For context, the responsible lending laws impose on the bank or lender that they lend responsibly by making sure the borrower can afford the loan. To do that, they need to analyse your living expenses and income in scrutable detail, and because of the cost of doing that extra step and the potentially financial penalties for being irresponsible, banks and lenders in many cases and times decided to lend people less than they otherwise would have.
This is kind of weird if you think about it.
Why shouldn’t the person taking out the loan be the responsible one to make sure they can repay it?
This is the conclusion the treasurer has come to and is reinforced by the infamous “wagyu and shiraz” case that the government arm ASIC lost against Westpac. ASIC argued the bank was irresponsible for using benchmarks to make decisions, but the judge thought someone could change their spending habits from eating wagyu and drinking expensive wine each night to a more modest meal should they need to afford a home loan.
Because the banks and the government will out the onus on you the borrower to be responsible in how much you borrow we will move from a lender beware to a borrow beware kind of model, and that makes a whole lot more sense.
Banks will not lend to lose money as they make their profits from lending money to people who pay it back.
But we will see banks loosen up a bit and lend a bit more so even if people’s incomes are flat they still might be able to get that dream house.
Industrious opportunities
Commercial property has taken a hit since the virus crisis started.
With workers not returning to the office for about a year in most cases many corporates have started to reduce or plan to reduce their leased office space, even looking to sub-lease space, in an effort to reduce costs, yields and subsequently prices on offices and commercial space has taken a hit.
It is likely for white collar workers they will have a 2/3 split home/office arrangement once the vaccine is rolled out so there will still be a necessity for office space, just not as much.
So as a property investor where does that leave you?
Buying commercial office space or suites might not generate returns even equal to that of residential but there are types of commercial property that could outperform.
Industrial commercial space.
With the rise of e-commerce and a looming boom in infrastructure industrial commercial property could be set to experience strong growth both in terms of rental demand and financial returns.

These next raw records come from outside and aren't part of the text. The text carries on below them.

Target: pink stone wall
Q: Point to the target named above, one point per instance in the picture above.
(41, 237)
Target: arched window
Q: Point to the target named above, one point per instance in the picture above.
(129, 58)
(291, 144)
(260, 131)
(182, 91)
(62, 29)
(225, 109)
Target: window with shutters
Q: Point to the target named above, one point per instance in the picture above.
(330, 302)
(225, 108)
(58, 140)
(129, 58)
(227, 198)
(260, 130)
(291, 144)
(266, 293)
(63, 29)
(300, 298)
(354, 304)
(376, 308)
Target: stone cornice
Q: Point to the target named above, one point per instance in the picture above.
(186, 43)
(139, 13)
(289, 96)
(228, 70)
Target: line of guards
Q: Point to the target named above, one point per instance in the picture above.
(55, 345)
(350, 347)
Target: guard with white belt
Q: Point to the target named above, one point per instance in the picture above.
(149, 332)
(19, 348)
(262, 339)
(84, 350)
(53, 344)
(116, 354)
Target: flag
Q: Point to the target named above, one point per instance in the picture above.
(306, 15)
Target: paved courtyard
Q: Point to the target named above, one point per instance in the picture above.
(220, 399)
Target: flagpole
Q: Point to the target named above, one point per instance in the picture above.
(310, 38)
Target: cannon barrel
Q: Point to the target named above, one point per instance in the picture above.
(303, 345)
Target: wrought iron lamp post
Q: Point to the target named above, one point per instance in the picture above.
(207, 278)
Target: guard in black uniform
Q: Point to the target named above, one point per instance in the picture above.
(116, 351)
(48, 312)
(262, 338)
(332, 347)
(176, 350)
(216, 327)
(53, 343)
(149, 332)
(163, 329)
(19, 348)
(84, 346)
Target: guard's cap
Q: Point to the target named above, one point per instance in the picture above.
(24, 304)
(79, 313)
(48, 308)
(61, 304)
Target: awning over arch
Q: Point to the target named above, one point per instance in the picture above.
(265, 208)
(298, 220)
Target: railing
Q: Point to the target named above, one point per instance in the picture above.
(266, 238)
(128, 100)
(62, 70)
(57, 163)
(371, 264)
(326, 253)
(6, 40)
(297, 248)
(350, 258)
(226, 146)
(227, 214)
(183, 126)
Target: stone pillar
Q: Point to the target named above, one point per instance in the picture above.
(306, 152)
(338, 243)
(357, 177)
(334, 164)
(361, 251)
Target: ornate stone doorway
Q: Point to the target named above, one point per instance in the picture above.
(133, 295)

One key factor is record low interest rates that will help to make industrial property an attractive asset class for investment as it helps to keep the cost low and generate positive yields.
Further, over the past few decades with the rise of Amazon and the billions of sellers through the platform has seen every kind of product imaginable shipped all over the world. But before they land at your doorstep they need to go through a distribution network, and that means through warehouses.
This means increase demand for industrial space as the never ceasing growth of e-commerce continues and consumers stay home more often and buy online even more often.
Compounding those consumer trends are good old-fashioned businesses that require larger commercial space for equipment or inventory.
This will keep demand buoyant as both online and real world sellers need industrial commercial space.